Cuando el flamenco vale una pizza y un vino

 Esa noche de 2009, llegué un poco más temprano de lo acordado al depa de mi amiga. Ella también bailaría en el café. Ahí estaban otras dos chicas; faltaba una, que llegaría minutos antes de iniciar el tablao. 

Cuando entré,  las vi en torno al pequeño comedor, con esa actitud tiesa modo sala de espera. Me miraron y alguna tensión pareció relajarse.
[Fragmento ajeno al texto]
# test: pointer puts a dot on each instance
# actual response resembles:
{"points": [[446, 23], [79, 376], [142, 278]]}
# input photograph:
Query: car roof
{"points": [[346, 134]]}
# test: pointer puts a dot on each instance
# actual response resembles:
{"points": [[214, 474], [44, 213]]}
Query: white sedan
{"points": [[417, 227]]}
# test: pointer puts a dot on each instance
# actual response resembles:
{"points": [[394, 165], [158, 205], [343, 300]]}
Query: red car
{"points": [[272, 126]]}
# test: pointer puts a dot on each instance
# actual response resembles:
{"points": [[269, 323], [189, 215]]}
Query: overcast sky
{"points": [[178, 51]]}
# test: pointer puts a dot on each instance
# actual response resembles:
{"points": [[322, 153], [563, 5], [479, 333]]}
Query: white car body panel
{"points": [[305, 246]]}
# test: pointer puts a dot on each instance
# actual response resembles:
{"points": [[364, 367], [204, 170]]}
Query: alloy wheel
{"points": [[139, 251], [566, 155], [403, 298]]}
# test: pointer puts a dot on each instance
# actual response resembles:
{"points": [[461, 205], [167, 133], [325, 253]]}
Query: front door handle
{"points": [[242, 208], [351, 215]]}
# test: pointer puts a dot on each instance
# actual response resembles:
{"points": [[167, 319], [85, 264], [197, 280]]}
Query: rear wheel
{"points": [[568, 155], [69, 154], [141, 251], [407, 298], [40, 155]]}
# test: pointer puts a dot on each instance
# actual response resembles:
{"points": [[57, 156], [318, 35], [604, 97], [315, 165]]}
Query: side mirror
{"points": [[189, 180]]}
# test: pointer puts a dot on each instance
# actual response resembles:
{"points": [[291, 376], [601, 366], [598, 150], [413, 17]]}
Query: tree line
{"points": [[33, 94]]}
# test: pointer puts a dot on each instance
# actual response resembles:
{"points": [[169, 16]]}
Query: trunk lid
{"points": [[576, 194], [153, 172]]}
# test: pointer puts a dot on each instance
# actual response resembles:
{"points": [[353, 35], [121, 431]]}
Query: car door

¿Quieres un tequila?, corrió a ofrecerme la anfitriona. Eufórica, me bebí el shot casi de una. 

¿Otro? 

Otro. 

Sabíamos que algo no andaba; pintaba para ser una noche en la que el ridículo llevaba altas posibilidades de ser protagonista sobre la tarima, no nosotras. O, bueno, con nosotras, y por eso intentábamos lavar el pesimismo a trago de tequila. 

Nos sentíamos inseguras y abandonadas cual párvulas en bailable: malamente íbamos a clases de flamenco y a la profesora se le ocurrió intercambiar recitales; realmente era ella quien debía bailar esa noche, pero prefirió marchar a otra función fuera de la ciudad, dejando que nosotras, sus alumnas, arregláramos el entuerto. Perdón, la sustituyéramos. 

Ya desde que había que cargar con las tarimas era alerta naranja; que ningún estúpido taxista quisiera subir a cuatro locas maleta al hombro, tablones en mano porque "no llevo espacio, señoritas, si no, con todo gusto".  Chinga tu madre. 

Al fin se apiadaron y un taxi nos llevó. Éramos como esas imágenes viejas de películas sobre desplazados que cargaban con la casa entera, cabeza cubierta, miradas mustias. Qué risa.

Vi claramente el disimulado estupor en la cara del gerente cuando llegamos. 

¿Dónde están "Fuensanta" y "Cayetano"? (les cambiaremos los nombres a la profe y al guitarrista por obvias razones), preguntó, entornando los ojos ("a ver: una, dos, tres, cuatro morras", parecía contar). 

Pfff, ¿cómo que dónde madres están Fuensanta y Cayetano?, pensé. 

¿Que no sabías que vendríamos en su lugar? Se fueron a dar función a "Villa del Orto" (ok, no dije "Villa del Orto", pero igual moría por gritárselo) contesté, ya bastante rebasada mi porción cotidiana de socarronería. 

Ahhh, caray...estemmm...no me avisaron. Yo sólo tenía consideradas a DOS personas. 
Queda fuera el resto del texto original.